The above make file doesn't take into account the dependencies - or rather it doesn't help you create the dependency list in any way. 上面的make文件没有考虑依赖项 - 或者说它不会帮助您以任何方式创建依赖项列表。 You can probably coerce GNU make into helping you with that if you express your dependencies clearly for each goal (ie the static libraries etc). 如果你为每个目标(即静态库等)清楚地表达你的依赖关系,你可以强迫GNU make帮助你。 But it may not be worth it to take that route ... 但采取这条路线可能不值得......

Also look at: 另请看:


If you want particular names for the symbols generated from the data (in your case the manifest), you need to use a slightly different route and use the method described by John Ripley here . 如果你想从数据生成的符号的特定名称(在你的案件清单),你需要使用一个稍微不同的路线和使用由约翰·里普利描述的方法在这里

How to access the symbols? 如何访问符号? Easy. 简单。 Declare them as external (C linkage!) data and then use them: 将它们声明为外部(C链接!)数据,然后使用它们:

#include <cstdio>

extern "C" char _binary_hello_manifest_start;
extern "C" char _binary_hello_manifest_end;

int main(int argc, char** argv)
{
        const ptrdiff_t len = &_binary_hello_manifest_end - &_binary_hello_manifest_start;
        printf("Hello world: %*s\n", (int)len, &_binary_hello_manifest_start);
}

The symbols are the exact characters/bytes. 符号是确切的字符/字节。 You could also declare them as char[] , but it would result in problems down the road. 您也可以将它们声明为char[] ,但这会导致问题。 Eg for the printf call. 例如,用于printf调用。

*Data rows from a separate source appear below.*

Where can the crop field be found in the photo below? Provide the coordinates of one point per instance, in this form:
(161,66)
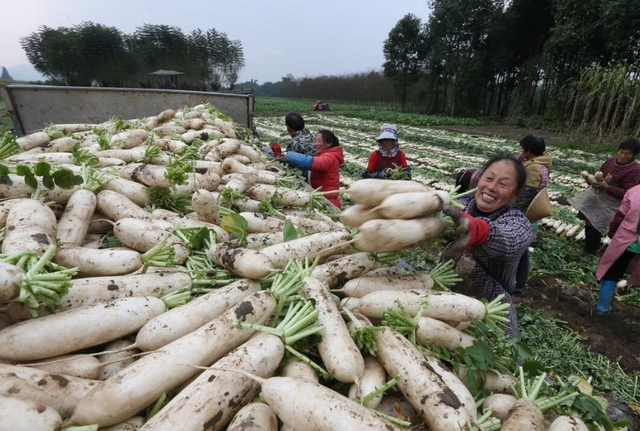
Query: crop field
(558,264)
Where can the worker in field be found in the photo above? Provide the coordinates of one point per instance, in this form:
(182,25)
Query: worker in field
(537,163)
(624,232)
(490,235)
(302,141)
(324,167)
(388,161)
(598,204)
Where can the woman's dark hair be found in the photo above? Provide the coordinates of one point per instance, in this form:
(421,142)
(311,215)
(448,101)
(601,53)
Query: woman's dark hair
(630,144)
(329,138)
(521,173)
(295,121)
(533,144)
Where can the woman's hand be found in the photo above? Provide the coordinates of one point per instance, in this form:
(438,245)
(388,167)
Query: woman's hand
(469,232)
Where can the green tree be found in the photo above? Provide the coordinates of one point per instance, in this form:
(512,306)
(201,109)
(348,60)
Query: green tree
(403,52)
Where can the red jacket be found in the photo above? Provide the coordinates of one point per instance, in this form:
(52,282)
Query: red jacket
(325,172)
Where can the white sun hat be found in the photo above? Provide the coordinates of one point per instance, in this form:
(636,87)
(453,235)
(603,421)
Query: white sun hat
(388,131)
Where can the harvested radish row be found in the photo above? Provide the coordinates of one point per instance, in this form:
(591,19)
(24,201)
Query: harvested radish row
(255,417)
(421,385)
(21,415)
(337,272)
(54,390)
(317,245)
(135,387)
(178,322)
(219,393)
(86,367)
(87,291)
(338,351)
(92,325)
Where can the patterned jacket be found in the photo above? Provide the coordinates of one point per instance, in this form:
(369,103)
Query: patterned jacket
(302,142)
(623,178)
(509,236)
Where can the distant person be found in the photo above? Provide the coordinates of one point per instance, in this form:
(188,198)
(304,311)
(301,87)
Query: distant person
(302,141)
(324,167)
(599,203)
(624,232)
(388,155)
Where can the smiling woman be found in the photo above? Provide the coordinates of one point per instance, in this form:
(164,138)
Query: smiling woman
(491,236)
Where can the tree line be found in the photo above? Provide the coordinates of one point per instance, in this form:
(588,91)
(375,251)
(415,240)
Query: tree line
(570,59)
(94,54)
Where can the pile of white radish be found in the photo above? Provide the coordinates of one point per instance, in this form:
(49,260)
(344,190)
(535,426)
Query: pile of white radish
(162,273)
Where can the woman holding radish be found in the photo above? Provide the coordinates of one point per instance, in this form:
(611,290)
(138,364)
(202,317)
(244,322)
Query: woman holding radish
(388,156)
(491,236)
(324,167)
(623,248)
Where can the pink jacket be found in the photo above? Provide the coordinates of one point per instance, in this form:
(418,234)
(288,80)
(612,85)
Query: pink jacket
(625,234)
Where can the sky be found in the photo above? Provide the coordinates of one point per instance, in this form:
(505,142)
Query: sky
(304,37)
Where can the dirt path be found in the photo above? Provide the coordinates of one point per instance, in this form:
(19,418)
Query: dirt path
(615,334)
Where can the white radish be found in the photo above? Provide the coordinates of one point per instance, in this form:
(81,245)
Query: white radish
(149,175)
(129,139)
(439,305)
(22,415)
(421,385)
(299,369)
(133,424)
(142,382)
(338,272)
(77,329)
(31,226)
(87,291)
(337,349)
(54,390)
(179,321)
(319,244)
(309,406)
(394,235)
(413,205)
(456,386)
(499,405)
(374,377)
(242,261)
(142,235)
(101,262)
(567,423)
(261,240)
(74,222)
(85,367)
(367,284)
(357,215)
(135,192)
(205,206)
(254,417)
(371,192)
(116,206)
(211,400)
(120,359)
(225,149)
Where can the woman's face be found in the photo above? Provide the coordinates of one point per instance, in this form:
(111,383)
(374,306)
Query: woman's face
(387,144)
(624,156)
(320,144)
(497,186)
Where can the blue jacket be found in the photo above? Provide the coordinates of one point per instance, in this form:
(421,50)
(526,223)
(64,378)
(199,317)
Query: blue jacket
(300,161)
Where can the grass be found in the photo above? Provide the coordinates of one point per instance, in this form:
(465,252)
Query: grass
(559,349)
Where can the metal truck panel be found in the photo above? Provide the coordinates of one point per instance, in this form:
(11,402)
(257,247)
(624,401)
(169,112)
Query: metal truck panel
(33,107)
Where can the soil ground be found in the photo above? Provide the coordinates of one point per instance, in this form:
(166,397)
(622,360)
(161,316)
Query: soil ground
(614,334)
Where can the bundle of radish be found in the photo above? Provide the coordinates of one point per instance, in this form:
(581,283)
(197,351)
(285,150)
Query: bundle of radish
(112,230)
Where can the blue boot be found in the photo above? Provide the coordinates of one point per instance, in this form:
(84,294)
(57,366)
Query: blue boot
(607,290)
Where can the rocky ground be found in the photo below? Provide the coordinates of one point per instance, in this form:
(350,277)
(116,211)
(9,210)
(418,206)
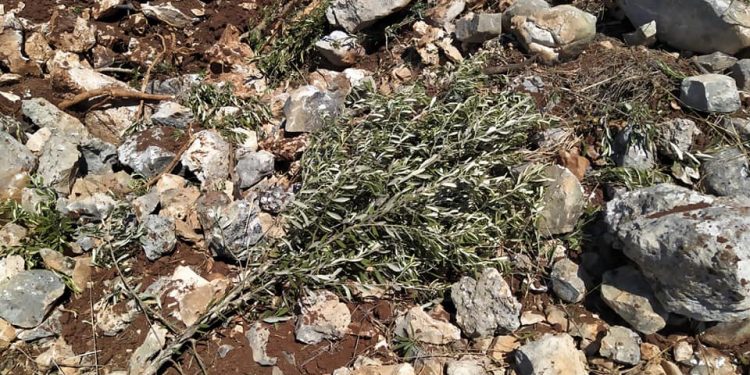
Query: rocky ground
(374,187)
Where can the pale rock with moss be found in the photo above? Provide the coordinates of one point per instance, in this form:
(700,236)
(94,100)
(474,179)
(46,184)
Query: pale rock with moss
(555,33)
(691,248)
(340,49)
(356,15)
(550,354)
(485,307)
(711,93)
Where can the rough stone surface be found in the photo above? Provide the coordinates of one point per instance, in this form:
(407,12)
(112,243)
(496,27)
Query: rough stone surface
(563,202)
(340,49)
(703,26)
(420,326)
(567,281)
(713,93)
(626,291)
(477,28)
(555,33)
(323,318)
(551,354)
(252,167)
(208,157)
(308,108)
(716,62)
(159,238)
(230,227)
(679,239)
(727,174)
(355,15)
(26,297)
(485,307)
(621,345)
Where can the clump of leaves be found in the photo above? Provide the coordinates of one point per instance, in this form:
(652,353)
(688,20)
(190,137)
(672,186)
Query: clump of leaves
(207,100)
(410,189)
(47,228)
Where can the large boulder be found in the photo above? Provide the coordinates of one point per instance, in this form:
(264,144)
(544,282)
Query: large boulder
(703,26)
(692,248)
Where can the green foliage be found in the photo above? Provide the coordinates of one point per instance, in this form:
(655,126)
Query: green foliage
(410,189)
(205,101)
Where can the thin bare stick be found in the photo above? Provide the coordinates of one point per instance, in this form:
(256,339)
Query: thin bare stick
(111,92)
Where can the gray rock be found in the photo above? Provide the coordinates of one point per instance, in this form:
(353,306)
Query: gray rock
(727,174)
(626,292)
(522,8)
(676,137)
(159,237)
(485,307)
(568,281)
(340,49)
(253,167)
(563,202)
(147,152)
(230,228)
(172,114)
(208,157)
(15,156)
(683,244)
(356,15)
(713,93)
(716,62)
(555,33)
(551,354)
(26,298)
(308,108)
(633,149)
(703,26)
(257,337)
(645,35)
(477,28)
(59,163)
(621,345)
(465,367)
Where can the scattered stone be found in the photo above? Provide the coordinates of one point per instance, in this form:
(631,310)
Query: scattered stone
(208,157)
(632,149)
(172,114)
(622,346)
(727,174)
(308,108)
(340,49)
(554,33)
(420,326)
(563,202)
(676,138)
(551,354)
(229,227)
(568,281)
(323,318)
(713,93)
(356,15)
(716,62)
(159,237)
(477,28)
(59,163)
(168,14)
(645,35)
(26,297)
(715,25)
(678,238)
(629,295)
(252,167)
(257,336)
(486,306)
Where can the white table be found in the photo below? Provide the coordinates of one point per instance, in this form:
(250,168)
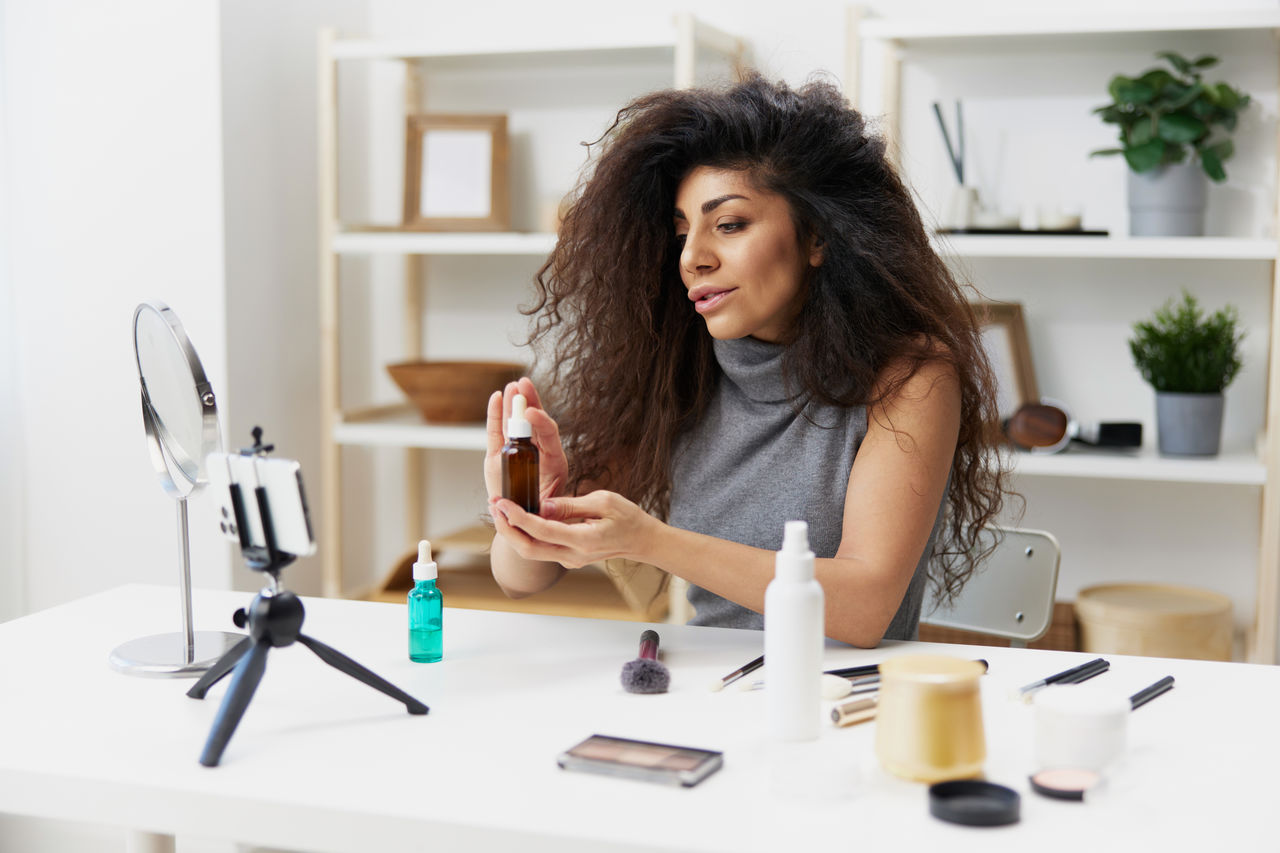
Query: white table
(321,762)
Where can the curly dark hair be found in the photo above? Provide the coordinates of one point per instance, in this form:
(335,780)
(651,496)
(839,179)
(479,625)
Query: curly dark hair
(630,366)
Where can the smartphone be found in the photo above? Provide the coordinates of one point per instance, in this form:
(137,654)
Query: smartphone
(286,498)
(657,762)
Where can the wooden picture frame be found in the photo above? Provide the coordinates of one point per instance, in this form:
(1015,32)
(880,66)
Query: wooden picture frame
(1004,336)
(456,173)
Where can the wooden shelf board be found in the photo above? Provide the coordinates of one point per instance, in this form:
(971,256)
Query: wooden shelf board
(932,28)
(1106,247)
(1232,468)
(408,430)
(656,49)
(374,241)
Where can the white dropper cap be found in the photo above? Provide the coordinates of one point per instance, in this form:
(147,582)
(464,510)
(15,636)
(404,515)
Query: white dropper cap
(795,559)
(425,569)
(517,427)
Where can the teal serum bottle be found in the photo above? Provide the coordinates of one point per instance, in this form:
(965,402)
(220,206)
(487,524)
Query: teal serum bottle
(425,610)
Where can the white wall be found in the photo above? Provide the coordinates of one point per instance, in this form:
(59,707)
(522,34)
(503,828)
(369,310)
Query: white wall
(12,528)
(114,188)
(272,258)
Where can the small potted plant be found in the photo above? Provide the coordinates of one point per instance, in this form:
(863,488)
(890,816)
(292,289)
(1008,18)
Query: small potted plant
(1189,359)
(1169,121)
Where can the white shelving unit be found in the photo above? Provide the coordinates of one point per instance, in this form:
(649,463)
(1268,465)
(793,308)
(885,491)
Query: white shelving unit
(681,48)
(899,40)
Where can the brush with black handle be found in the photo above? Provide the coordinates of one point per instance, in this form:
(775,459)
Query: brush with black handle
(645,674)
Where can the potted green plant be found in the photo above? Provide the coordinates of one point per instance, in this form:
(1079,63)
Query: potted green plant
(1169,121)
(1189,359)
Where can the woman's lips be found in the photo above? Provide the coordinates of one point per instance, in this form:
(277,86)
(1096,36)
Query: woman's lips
(712,301)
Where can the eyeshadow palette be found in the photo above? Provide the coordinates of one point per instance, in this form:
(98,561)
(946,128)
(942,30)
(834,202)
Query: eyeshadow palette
(657,762)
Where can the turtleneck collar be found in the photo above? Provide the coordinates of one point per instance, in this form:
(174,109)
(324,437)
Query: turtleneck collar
(754,366)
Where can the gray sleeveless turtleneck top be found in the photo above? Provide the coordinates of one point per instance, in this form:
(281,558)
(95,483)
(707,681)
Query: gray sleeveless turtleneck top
(752,464)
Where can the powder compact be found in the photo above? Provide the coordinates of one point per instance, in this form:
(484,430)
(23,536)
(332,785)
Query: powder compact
(1065,783)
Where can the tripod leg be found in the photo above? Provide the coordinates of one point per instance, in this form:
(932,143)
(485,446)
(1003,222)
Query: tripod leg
(248,673)
(215,673)
(339,661)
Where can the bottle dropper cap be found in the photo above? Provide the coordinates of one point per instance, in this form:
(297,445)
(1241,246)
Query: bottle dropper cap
(517,427)
(424,569)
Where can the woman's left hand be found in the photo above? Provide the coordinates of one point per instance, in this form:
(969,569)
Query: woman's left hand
(579,530)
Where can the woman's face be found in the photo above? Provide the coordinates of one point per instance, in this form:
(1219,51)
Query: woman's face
(740,258)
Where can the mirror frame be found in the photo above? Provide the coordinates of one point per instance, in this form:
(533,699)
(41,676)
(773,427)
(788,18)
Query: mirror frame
(167,455)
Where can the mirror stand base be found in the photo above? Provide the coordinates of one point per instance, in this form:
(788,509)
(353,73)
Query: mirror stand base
(167,656)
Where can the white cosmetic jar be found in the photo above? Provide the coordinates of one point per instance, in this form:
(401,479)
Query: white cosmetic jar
(1080,726)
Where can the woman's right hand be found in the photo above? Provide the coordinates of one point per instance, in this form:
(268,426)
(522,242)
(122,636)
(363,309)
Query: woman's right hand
(553,466)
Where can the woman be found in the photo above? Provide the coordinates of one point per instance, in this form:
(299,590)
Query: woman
(748,324)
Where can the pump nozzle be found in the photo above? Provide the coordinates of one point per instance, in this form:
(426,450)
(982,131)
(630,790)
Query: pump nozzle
(795,537)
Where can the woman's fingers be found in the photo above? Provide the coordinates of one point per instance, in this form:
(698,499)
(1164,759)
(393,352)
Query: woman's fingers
(525,544)
(494,437)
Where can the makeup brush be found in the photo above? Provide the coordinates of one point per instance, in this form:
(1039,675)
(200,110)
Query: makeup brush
(645,674)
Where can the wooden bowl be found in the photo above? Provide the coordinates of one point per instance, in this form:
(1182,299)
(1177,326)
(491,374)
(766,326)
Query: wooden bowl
(453,392)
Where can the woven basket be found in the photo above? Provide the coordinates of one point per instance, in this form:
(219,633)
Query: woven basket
(453,392)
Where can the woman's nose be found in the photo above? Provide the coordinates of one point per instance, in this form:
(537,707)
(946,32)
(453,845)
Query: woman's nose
(696,256)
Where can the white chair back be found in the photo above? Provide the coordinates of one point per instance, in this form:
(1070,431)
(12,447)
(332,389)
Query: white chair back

The reason I am calculating the size myself is because a.) I don't know whether the buffer is guaranteed to be zero-terminated and b.) I didn't find any documentation on interfacing with the *_size variable. 我自己计算大小的原因是因为a。)我不知道缓冲区是否保证是零终止的,并且b。)我没有找到任何关于与*_size变量接口的文档。

Side-note: the * in the format string tells printf that it should read the length of the string from the argument and then pick the next argument as the string to print out. 注意:格式字符串中的*告诉printf它应该从参数中读取字符串的长度,然后选择下一个参数作为要打印的字符串。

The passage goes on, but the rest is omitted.